Fifty years ago, President Lyndon B. Johnson signed the Elementary and Secondary Education Act, legislation designed to support education as a force for equal opportunity. As part of his “war on poverty” agenda, Johnson was convinced the law would close the achievement gap. As Congress seeks to reauthorize the legislation this year, there is an incredible opportunity to finally right some of the grave wrongs in the public education system that have sustained the opportunity gap for low-income children.
In 2001, ESEA got off track with the passage of President George W. Bush’s No Child Left Behind promising achievement and accountability. Public schools have since been mired in drills of standardized testing, with a focus on test results as the sole measure of achievement. Instead of increasing investment and resources for success, however, test results have led to the closure of neighborhood public schools at dramatic rates across the country.
As communities of color lose their schools in the wake of disinvestment and high-stakes testing, public education dollars are being diverted toward privately operated charter schools. The irony of it all: These charters, many of which are dismally low performing and sometimes profit from taxpayer dollars, are run with practically no oversight or accountability.
The testing craze has also led to the rise of zero-tolerance school discipline policies, pushing many children out of classrooms. Children seen as having disciplinary problems are treated as disposable in the name of “achievement.” To avoid a failing school label, more and more students are simply pushed out. These policies lead to high dropout rates, lower academic achievement and students being routed on pathways to prison instead of receiving much needed support.
Public schools must now compete with privately operated charter schools for federal funding and local tax dollars. Children of color are increasingly pushed out of the classroom and into the criminal justice system. School closures disrupt the education of students who must be relocated and shuffled around, sometimes multiple times. Fifty years after ESEA, and 14 years after its reauthorization to No Child Left Behind, the achievement gap still exists.
This is not the legacy envisioned by Johnson, and it is not the legacy that should be carried forward as Congress aims to reauthorize the legislation. Education can indeed be a powerful lever out of poverty, but only if this moment is used to reinvest in the needs of our most struggling schools and communities so that all students can succeed.

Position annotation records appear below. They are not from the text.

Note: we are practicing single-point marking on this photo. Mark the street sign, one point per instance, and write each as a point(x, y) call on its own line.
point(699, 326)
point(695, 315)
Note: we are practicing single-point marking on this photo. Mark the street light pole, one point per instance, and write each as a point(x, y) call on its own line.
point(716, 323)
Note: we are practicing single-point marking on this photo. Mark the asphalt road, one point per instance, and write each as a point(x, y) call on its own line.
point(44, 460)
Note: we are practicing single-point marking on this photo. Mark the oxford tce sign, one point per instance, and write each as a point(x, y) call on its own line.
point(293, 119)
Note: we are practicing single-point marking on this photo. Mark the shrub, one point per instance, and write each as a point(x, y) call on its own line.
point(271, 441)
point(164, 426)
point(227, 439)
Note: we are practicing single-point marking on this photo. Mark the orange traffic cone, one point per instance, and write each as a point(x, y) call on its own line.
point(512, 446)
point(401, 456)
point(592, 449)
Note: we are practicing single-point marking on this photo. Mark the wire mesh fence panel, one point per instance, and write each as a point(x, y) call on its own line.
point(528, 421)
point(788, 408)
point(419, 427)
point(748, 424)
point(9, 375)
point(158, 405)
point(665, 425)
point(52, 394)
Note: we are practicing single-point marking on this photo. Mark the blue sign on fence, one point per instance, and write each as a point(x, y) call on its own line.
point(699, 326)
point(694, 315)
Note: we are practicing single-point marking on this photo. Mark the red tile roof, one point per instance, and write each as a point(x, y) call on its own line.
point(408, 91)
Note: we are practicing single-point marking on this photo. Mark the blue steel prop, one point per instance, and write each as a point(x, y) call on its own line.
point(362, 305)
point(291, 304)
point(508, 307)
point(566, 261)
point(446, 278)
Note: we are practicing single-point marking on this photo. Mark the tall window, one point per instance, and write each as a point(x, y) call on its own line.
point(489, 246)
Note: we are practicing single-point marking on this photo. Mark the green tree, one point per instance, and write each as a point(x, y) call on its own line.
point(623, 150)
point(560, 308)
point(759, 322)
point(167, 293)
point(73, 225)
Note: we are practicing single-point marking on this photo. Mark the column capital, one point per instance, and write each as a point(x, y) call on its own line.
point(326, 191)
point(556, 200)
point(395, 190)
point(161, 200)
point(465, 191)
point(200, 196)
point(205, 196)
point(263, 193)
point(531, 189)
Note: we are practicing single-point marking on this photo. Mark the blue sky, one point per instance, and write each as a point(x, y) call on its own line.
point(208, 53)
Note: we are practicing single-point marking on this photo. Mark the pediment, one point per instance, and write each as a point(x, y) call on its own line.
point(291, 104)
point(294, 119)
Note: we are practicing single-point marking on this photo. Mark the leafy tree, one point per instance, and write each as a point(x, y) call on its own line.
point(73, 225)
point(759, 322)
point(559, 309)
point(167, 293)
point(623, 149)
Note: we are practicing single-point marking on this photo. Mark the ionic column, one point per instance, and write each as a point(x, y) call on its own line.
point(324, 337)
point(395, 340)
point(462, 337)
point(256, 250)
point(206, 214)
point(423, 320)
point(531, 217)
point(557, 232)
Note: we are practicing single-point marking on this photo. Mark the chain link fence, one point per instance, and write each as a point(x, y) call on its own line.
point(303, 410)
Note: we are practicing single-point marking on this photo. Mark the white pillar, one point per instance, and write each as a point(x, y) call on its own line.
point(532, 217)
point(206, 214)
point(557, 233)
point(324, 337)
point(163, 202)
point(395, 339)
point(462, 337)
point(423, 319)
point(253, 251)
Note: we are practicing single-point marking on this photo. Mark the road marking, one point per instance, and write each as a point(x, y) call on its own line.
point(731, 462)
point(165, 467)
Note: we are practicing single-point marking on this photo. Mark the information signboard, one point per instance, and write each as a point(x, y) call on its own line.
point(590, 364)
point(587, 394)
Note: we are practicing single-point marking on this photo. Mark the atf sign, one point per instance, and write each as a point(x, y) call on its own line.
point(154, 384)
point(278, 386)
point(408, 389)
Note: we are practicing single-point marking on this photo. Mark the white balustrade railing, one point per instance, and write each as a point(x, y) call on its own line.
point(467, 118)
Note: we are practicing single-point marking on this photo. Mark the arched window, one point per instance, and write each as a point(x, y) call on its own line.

This means a reauthorized law that stops the misuse of standardized testing for high stakes decisions and ends aggressive, unregulated expansion of privately operated charter schools that are flooding our cities. It means establishing a moratorium on closing public schools and providing resources for community-guided models for improving them, ensuring that local problems are addressed by community-driven solutions. It means providing funds to encourage common-sense discipline practices that support students and create nurturing environments.
As the promise of ESEA has become more elusive in the midst of school closures, pushouts and turnarounds, too many children are slipping through the cracks. Congress must use this opportunity to commit to the success of every student, to invest in them by investing in their schools and communities. In order to truly bring equity into our school system, where all students have the opportunity to succeed, we can do better — and we must do better.
Jitu Brown is the national coordinator of the Journey for Justice Alliance, a coalition of grassroots education groups. Judith Browne Dianis is the co-director of the Advancement Project, a national civil rights organization.